Di tahun 2006, di saat semua orang masih terhubung antar satu dengan yang lainnya dan internet masih belum terdengar seperti sekarang, gue membanting teman sebaya setelah meraih kerah kaos nya. Di sore hari seusai anak-anak seumuran gue telah menyelesaikan pelajaran Al-Quran di masjid komplek rumah.
Teman-teman di perumahan sedang bermain tepat di depan rumah gue yang memiliki pagar berwarna hijau-warna favorit Ibu negara, sampai tiba di saat salah satu dari mereka bercanda dengan kata-katanya yang ditunjukkan ke arah gue. Gue samar-samar lupa dengan kejadiannya, yang gue ingat hanyalah suara tangisan teman gue yang terkapar di jalanan setelah dirinya gue banting. Dan selanjutnya, gue dimarahi oleh ibu dari teman gue tersebut.

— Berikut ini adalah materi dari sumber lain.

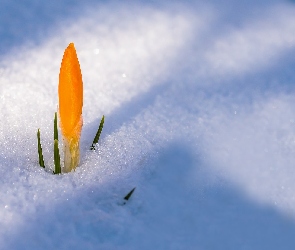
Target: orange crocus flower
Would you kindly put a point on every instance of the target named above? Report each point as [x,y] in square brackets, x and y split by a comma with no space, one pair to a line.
[70,91]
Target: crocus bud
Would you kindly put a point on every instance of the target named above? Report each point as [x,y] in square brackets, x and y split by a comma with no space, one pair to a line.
[70,92]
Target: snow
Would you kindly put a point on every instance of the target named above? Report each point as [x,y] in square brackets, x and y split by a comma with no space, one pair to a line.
[198,99]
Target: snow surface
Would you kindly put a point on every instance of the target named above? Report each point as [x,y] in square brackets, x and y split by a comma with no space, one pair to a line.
[200,117]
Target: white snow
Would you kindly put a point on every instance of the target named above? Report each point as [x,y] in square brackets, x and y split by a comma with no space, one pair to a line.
[198,99]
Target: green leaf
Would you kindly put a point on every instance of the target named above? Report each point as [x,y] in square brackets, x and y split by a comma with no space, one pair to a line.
[41,160]
[57,168]
[96,138]
[55,127]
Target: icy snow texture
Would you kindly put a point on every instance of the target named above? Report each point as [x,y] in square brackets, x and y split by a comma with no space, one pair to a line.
[199,106]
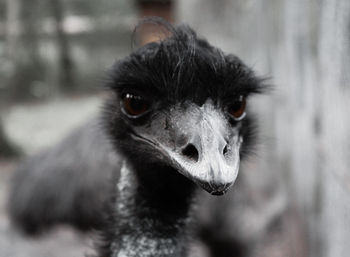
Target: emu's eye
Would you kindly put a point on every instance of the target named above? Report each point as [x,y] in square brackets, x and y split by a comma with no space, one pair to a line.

Untuk ukuran anak kelas 6 SD, gue termasuk golongan anak yang memiliki badan bongsor. Dengan berat badan 60 kg serta tinggi yang lumayan, di hari perpisahan teman-teman SD yang diadakan di salah satu auditorium, gue mengenakan jas yang dipakai Bapak ketika menikahi Ibu negara.

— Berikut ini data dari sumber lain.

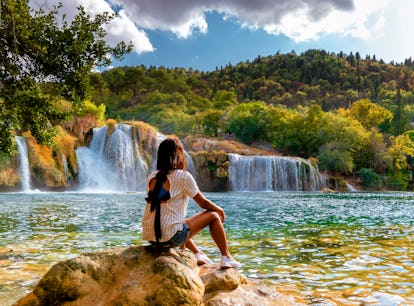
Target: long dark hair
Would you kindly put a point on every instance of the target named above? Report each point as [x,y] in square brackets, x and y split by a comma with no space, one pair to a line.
[170,156]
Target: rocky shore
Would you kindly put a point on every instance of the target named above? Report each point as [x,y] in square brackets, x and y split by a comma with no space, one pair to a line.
[143,276]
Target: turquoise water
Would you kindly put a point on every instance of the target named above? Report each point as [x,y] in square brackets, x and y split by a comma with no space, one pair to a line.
[349,248]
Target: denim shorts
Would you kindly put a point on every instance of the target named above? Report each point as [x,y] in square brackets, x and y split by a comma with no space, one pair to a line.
[178,239]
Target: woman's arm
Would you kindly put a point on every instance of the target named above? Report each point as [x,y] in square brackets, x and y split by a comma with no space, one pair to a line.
[208,205]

Semasa menginjakkan kaki di sekolah menengah sampai sekarang, rasanya gue tidak sering mendapati diri sendiri sedang marah besar. Hanya konflik kecil, dan ditutup dengan gue yang mengunci diri, ngambek sesaat atau pun gue tunjukkan dari ekspresi wajah ketika marah. Dan setelahnya, kembali seperti biasa lagi.

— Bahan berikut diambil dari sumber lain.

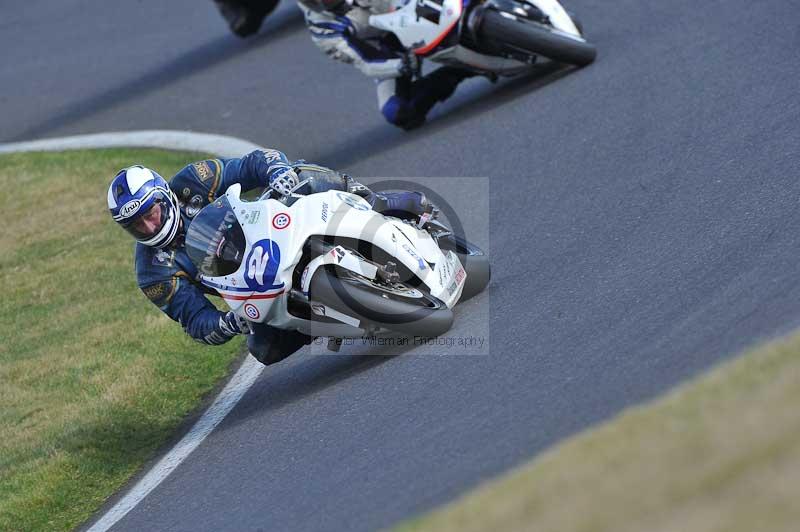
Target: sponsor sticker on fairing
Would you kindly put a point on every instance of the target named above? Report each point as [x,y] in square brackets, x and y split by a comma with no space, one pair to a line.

Bisa jadi paragraf sebelumnya gue salah. Tapi, memori gue dalam kepala mengenai marah-marah ini hanya sedikit sekali. Dan menurut gue hal ini adalah suatu anugerah, karena memori yang gue ingat lebih banyak rasa syukur serta bahagia nya ketimbang rasa marah yang gue miliki.
Oh, kebiasaan lainnya jika gue marah adalah dengan mengeluarkan sumpah serapah. Dan setelah mengucapkan kalimat tersebut akan diakhir dengan kalimat, “Astagfirullahadzim”. Hal ini akan sering didapati ketika gue menonton pertandingan Barcelona, lalu di saat permainannya tidak sesuai dengan apa yang gue harapkan-tentunya banyak faktor, mulai dari permainan tim, keputusan wasit, maupun permainan tim lawan-gue akan men-tweet kata-kata makian.
Selebihnya akan gue pendam emosi marah ini, kemudian mencoba mengatur nafas, lalu berusaha untuk bersikap baik-baik saja. Karena tidak ada hasil baik yang didapatkan jika memutuskan sesuatu setelah marah.
“Kurangin lah ngomong kasarnya”, ucapan ini pernah dikeluarkan dari seorang perempuan yang pernah dekat dengan diri gue di masa lalu. Meskipun hubungannya tidak berakhir dengan apa yang gue harapkan, setidaknya ada hal lain yang bisa gue tingkatkan untuk menjadi lebih baik.
Menurut gue, tidak ada hasil yang menguntungkan jika di saat marah yang gue lakukan malah berteriak ke orang lain. Pertama, karena energi gue tidak sebanyak itu untuk berteriak, kedua, karena gue malas, ketiga, karena gue malas.
Dengan postur badan serta default muka yang tidak ramah, saat gue ingin membayar barang-barang keperluan di kasir toko, beberapa kali disambut dengan pertanyaan “Lagi marah ya?” Oleh pemilik toko. Meskipun sejatinya, gue hanya kelelahan sehabis berolahraga di gym.
Ada yang berpendapat bahwa jika punya emosi marah itu harus dikeluarkan dan jangan dipendam karena nanti akan menjadi penyakit. Sebaliknya, sekalian saja jadi monster dari siapa dirimu sebenarnya, lalu coba jinakkan.